Individuals can differ in whether or not they even want to know their risk of Alzheimer’s. Some prefer not knowing; others believe it will help them plan, financially and personally. One in every five of us who reaches age 65 will develop Alzheimer’s disease. But at minimum, believers in personalized medicine should not be selling the public a bill of goods. I spent a week at Harvard Medical School last year, meeting with scientists, and one of my most surprising conversations was with geneticist David Altschuler, who to all appearances should be a cheerleader for genome-based personalized medicine. (He was a leader of the HapMap project to link large swaths of genetic variation to disease.) Yet he told me that using an individual’s genome to assess the risk of disease is “overhyped.” He continued, “If you ask what percentage of diagnostic tests in the history of medicine have been helpful, the answer is very few. There is a long history of new technologies being applied broadly beyond their utility.” He echoes Breteler’s view that the greatest benefit of GWAS and similar studies of genes and disease will be to illuminate the mechanisms that cause disease, and thus offer ways to intervene in those mechanisms to prevent or treat an illness.

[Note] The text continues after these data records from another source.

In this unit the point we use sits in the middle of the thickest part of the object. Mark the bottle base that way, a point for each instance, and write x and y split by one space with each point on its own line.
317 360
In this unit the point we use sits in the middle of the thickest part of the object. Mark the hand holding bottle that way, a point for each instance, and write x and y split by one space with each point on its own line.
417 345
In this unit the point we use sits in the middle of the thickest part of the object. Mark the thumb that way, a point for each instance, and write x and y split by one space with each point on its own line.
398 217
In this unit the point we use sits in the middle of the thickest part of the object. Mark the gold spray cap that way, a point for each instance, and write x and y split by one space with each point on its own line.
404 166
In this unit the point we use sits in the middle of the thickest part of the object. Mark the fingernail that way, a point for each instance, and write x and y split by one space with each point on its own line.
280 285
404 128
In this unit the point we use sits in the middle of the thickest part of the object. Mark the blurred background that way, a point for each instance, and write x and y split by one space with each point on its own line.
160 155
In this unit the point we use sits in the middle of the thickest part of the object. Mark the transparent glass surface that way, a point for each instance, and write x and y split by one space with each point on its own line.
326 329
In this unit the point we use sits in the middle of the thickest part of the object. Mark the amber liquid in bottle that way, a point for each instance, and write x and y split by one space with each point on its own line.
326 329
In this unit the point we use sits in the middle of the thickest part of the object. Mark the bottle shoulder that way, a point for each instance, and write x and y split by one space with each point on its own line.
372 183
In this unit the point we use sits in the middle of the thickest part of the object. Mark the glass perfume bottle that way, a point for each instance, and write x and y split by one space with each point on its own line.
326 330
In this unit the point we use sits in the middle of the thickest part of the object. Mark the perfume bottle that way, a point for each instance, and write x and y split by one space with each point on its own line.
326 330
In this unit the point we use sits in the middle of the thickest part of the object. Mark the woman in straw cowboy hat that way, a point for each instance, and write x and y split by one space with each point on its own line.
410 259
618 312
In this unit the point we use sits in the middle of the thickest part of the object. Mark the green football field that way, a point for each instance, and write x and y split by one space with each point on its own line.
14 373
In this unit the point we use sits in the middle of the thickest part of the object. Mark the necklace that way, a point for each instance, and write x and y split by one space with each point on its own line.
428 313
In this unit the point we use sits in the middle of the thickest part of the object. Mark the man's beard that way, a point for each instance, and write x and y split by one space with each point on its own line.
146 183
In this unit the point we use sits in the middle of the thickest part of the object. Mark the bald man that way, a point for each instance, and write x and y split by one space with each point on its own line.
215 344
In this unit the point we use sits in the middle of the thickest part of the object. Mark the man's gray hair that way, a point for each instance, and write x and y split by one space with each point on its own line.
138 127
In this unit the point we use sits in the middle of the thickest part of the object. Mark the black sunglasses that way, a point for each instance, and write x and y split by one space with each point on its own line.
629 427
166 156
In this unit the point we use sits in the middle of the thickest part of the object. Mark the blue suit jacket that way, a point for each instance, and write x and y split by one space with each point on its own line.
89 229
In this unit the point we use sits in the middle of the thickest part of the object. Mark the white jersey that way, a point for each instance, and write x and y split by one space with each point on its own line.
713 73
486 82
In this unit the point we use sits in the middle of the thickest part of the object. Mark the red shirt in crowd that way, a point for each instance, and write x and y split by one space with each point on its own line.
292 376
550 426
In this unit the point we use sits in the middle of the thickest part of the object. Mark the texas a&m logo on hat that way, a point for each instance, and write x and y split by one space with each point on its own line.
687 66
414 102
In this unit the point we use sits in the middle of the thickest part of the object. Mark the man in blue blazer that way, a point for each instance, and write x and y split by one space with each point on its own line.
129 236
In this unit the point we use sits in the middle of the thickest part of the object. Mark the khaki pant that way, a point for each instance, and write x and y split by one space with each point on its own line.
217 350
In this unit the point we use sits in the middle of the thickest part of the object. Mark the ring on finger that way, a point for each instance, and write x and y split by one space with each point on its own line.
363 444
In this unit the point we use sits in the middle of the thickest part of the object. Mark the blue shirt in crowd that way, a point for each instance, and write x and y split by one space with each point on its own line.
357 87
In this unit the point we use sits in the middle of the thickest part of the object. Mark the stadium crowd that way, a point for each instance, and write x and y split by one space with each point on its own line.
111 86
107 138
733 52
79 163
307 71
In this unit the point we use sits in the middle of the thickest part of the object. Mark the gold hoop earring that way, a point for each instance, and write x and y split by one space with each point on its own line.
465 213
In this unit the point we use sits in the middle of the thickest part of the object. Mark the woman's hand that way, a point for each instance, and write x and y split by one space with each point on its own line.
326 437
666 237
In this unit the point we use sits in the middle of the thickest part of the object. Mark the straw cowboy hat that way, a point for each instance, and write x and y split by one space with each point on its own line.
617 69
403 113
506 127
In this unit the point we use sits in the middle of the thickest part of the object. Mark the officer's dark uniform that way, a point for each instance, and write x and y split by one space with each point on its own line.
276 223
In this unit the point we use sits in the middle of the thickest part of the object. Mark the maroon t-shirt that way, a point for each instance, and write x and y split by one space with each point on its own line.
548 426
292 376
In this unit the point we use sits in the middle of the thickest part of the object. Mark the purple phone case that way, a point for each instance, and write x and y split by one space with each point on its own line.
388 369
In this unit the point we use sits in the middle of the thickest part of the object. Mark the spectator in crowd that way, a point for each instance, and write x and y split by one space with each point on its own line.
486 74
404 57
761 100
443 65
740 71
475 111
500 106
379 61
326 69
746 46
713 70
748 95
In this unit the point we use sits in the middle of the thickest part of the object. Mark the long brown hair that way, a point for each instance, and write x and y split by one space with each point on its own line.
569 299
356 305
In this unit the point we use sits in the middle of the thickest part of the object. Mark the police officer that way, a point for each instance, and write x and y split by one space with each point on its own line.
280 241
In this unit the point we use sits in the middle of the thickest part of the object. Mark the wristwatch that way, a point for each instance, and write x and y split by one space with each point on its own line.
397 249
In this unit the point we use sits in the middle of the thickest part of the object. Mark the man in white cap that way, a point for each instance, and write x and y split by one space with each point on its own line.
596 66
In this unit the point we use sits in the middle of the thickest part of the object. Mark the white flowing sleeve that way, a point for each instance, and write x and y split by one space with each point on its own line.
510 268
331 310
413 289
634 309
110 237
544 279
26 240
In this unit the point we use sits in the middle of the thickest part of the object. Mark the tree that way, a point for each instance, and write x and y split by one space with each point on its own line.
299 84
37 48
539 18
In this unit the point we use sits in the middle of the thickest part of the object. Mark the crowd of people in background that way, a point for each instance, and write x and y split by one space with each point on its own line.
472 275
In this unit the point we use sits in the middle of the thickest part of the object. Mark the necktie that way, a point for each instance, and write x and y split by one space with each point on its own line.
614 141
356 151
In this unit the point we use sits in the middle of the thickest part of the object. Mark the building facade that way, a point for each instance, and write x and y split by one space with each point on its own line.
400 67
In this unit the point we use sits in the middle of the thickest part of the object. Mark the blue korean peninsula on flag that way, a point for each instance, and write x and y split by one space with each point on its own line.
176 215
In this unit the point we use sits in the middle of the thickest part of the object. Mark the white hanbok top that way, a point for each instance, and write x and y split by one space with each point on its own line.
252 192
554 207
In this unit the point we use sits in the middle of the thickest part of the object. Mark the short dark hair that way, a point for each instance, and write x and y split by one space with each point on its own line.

Personalized medicine has many high-profile partisans, such as Francis Collins, director of the National Institutes of Health, who made the case for the field in his recent book. Nevertheless, second thoughts are clearly setting in as a result of studies like those I outlined above. Last year, geneticist Steve Jones of University College London wrote in The Daily Telegraph that despite the billions of dollars that governments, industry, and foundations have poured into genomics and personalized medicine, “the mountain has labored and brought forth a mouse,” one that will have little effect on how medicine is practiced, let alone predicting someone’s risk of disease.